Instead of drawing on the equivalent of the music-hall tradition from which the great man had devised his act, I just tried to be real in a film where everything—the characters, the story, the settings, the costumes, the situations—was screaming out its falseness in neon hues.

  Not only did Sunaina fail to break new ground in the depiction of the Hindi film hero as I had hoped it would, it was dead on arrival. Taher Bahadur Khan, who had by now attached himself to me as manager, kept insisting ‘Hit hai Naseer bhai!’ but in actuality nobody went to see it from the day it came out. One critic described me as being ‘unfortunately no Amol Palekar’ and my performance, which in any case I had hated when I saw the film in a trial show, was completely underwhelming. I looked wrong even to myself, I found myself wondering what a guy who looked like that was doing in a film of this kind, and I feared the majority of the audience would share this view, so I didn’t gather the gumption to check it out in the theatre. Having heckled actors on screen several times myself, I was terrified at what I would hear from the audience about my shambling efforts to be real which, it was now confirmed, had only resulted in my looking grimy, unappetizing and out of place; fatal for a Hindi film hero who must always be clean cut, honourable and wholesome. I had not yet encountered the priceless gem ‘even the ugly character has to be handsome ugly’, passed on to me sometime later by Mr Subhash Ghai.

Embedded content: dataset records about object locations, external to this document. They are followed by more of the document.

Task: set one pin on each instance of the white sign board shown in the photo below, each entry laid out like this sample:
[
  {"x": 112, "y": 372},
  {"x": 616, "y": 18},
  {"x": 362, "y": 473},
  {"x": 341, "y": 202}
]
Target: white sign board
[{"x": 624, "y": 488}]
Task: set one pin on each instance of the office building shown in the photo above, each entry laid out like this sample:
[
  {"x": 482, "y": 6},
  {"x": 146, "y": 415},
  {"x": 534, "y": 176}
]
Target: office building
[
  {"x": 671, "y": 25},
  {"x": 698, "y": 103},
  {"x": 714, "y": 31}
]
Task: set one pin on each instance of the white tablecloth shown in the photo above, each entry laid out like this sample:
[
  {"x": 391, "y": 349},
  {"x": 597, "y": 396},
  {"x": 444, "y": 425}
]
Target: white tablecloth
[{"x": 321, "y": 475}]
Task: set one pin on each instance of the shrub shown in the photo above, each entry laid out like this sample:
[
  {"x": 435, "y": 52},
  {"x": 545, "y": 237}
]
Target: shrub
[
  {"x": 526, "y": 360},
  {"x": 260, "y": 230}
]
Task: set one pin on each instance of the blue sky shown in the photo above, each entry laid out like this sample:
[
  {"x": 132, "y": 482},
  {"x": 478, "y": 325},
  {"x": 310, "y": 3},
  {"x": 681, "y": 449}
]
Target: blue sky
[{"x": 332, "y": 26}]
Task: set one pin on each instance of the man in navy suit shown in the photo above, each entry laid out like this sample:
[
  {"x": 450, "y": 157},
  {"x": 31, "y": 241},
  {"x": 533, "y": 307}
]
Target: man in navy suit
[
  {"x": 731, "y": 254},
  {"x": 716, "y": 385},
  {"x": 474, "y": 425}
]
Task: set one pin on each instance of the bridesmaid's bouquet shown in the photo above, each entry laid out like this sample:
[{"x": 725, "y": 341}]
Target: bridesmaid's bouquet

  In addition to looking simply ugly there was nothing I did in the film that was heroic or even remotely funny. The director’s sense of humour was stuck in a time warp somewhere in the forties, and my suggestions were received with bewilderment. I just didn’t feel that I was getting through to anyone at all. Through the shoot, and particularly while performing the songs, I was a child in a new school finding everything unfamiliar and ominous and being asked questions the answers to which he has not the faintest clue about. My confidence during this seemingly unending shoot was not exactly spilling over and almost reached depletion point when one day, at the door to the set, dressed in full costume, I was refused entry by the doorman. The only diverting moment came when Mr Nag, greatly hassled and in need of the dialogue sheet, was yelling at his assistant to ‘Breeng the shit! Phor habben sak breeng the shit so I ken bhwark in piss!!’